The transit commission on Wednesday endorsed a $1-billion plan to buy hundreds of battery-powered buses as the first major step to eliminating greenhouse gas emissions from OC Transpo’s road fleet.
Council needs to provide the final authority on June 23.
A loan from the Canadian Infrastructure Bank (CIB) and grants from Infrastructure Canada prop up the city’s plan to start converting the bus fleet between 2022 and 2027.
The project to buy 450 e-buses and related infrastructure has a preliminary cost estimate of $986 million. The CIB loan would be $400 million with a one-per-cent interest rate, federal grants would total up to $493 million and the rest would come from the city capital funds already planned for bus purchases.
Council will get an opportunity to sign off on the final funding agreements with the CIB and federal government later this year after negotiations are finished.
John Manconi, the city’s general manager of transportation services, said the zero-emission conversion of Transpo’s fleet wouldn’t be affordable, and probably wouldn’t happen, without the federal funding.
The federal funding offsets the extra costs the city would incur by switching to zero-emission buses.
According to Manconi, the CIB loan wouldn’t have to be paid back if Transpo isn’t seeing operational savings from the e-bus conversion.
The e-buses would be charged at the garage, run the routes in a scheduled work black, and return to the garage for a charge. Buses take about four hours to charge. The city would require the e-buses to operate under the same weather conditions as the current diesel buses.
Pat Scrimgeour, the city’s top public transit planner, said Transpo would need to be careful about when to charge buses to avoid peak-time hydro rates.
E-buses would help the city reach its target of eliminated all greenhouse gas emissions created by the municipal government by 2040.
In the past two years, the city moved quickly to study options for a major move to zero-emission buses, especially with federal money up for grabs and an initial acquisition of four e-buses, which will enter operations later this year.
The city nixed natural gas and hybrid buses as possibilities because they wouldn’t be zero-emission. Trolley buses powered by overhead wires were ruled out because of the high cost of infrastructure and complexity of running the lines. Hydrogen fuel cell buses are not yet viable because of logistics and cost, the city concluded.
Transpo’s current bus fleet has 344 40-foot buses, 356 60-foot articulated buses, 151 double-decker buses and 81 Para Transpo mini-buses.
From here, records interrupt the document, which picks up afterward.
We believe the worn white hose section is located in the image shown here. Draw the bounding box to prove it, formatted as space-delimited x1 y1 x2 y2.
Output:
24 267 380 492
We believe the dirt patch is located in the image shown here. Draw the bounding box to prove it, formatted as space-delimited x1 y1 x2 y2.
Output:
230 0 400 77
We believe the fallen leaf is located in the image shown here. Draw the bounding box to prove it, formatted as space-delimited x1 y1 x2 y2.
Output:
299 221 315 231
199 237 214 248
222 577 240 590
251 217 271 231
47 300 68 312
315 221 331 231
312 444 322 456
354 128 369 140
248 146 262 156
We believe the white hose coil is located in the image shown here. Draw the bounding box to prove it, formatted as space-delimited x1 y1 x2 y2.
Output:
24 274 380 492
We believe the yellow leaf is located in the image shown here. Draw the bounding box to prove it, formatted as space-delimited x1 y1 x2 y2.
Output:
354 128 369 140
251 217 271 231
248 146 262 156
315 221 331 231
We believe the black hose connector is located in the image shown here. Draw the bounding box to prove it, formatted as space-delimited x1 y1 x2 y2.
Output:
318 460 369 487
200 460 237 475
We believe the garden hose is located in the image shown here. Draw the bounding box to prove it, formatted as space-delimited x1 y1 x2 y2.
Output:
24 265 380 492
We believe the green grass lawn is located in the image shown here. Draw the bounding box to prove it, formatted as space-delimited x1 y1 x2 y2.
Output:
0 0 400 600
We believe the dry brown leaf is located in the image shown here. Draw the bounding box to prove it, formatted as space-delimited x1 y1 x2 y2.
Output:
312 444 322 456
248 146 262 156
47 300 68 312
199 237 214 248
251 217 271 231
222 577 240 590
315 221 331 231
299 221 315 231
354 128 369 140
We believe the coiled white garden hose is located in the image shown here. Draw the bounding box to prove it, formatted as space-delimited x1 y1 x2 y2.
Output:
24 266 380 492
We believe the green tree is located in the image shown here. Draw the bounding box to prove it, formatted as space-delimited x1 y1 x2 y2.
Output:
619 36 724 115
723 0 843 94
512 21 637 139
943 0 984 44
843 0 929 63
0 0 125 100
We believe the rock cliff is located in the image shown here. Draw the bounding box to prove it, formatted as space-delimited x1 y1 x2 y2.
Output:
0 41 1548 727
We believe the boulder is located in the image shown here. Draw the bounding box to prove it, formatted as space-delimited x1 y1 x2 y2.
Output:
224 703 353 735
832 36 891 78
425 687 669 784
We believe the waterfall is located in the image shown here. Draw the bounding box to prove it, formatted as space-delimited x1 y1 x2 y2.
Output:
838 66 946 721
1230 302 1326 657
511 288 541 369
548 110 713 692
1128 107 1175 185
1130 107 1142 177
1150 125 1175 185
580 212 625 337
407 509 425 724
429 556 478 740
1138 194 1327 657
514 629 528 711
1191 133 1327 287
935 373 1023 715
The conversion project has some short-term limitations, requiring the city to first look at replacing 40-foot buses. Double-decker, articulated and Para Transpo e-buses are not yet widely available.
Transpo’s bus fleet could be fully zero-emission by 2036, based on known funding sources. The city is first planning to grow its battery-powered bus fleet through 2027 before assessing further expansion.
The first large purchase under the project would be 74 40-foot e-buses, delivered in 2023.
The charging equipment would by supplied by Hydro Ottawa.
Despite all the environmental benefits from battery-powered buses, they won’t be completely zero-emission on some of Ottawa’s frigid winter days. A small diesel-powered heater would be required in very cold temperatures.
Transpo’s network is slowly making steps to becoming fully electrified, with the $2.1-billion Confederation Line LRT system blazing the trail.
There will be one major piece of Transpo infrastructure that will still depend on diesel fuel: the Trillium Line. However, new trains purchased by the city as part of the Stage 2 expansion are convertible to battery power, if Transpo and council ever want to make the switch.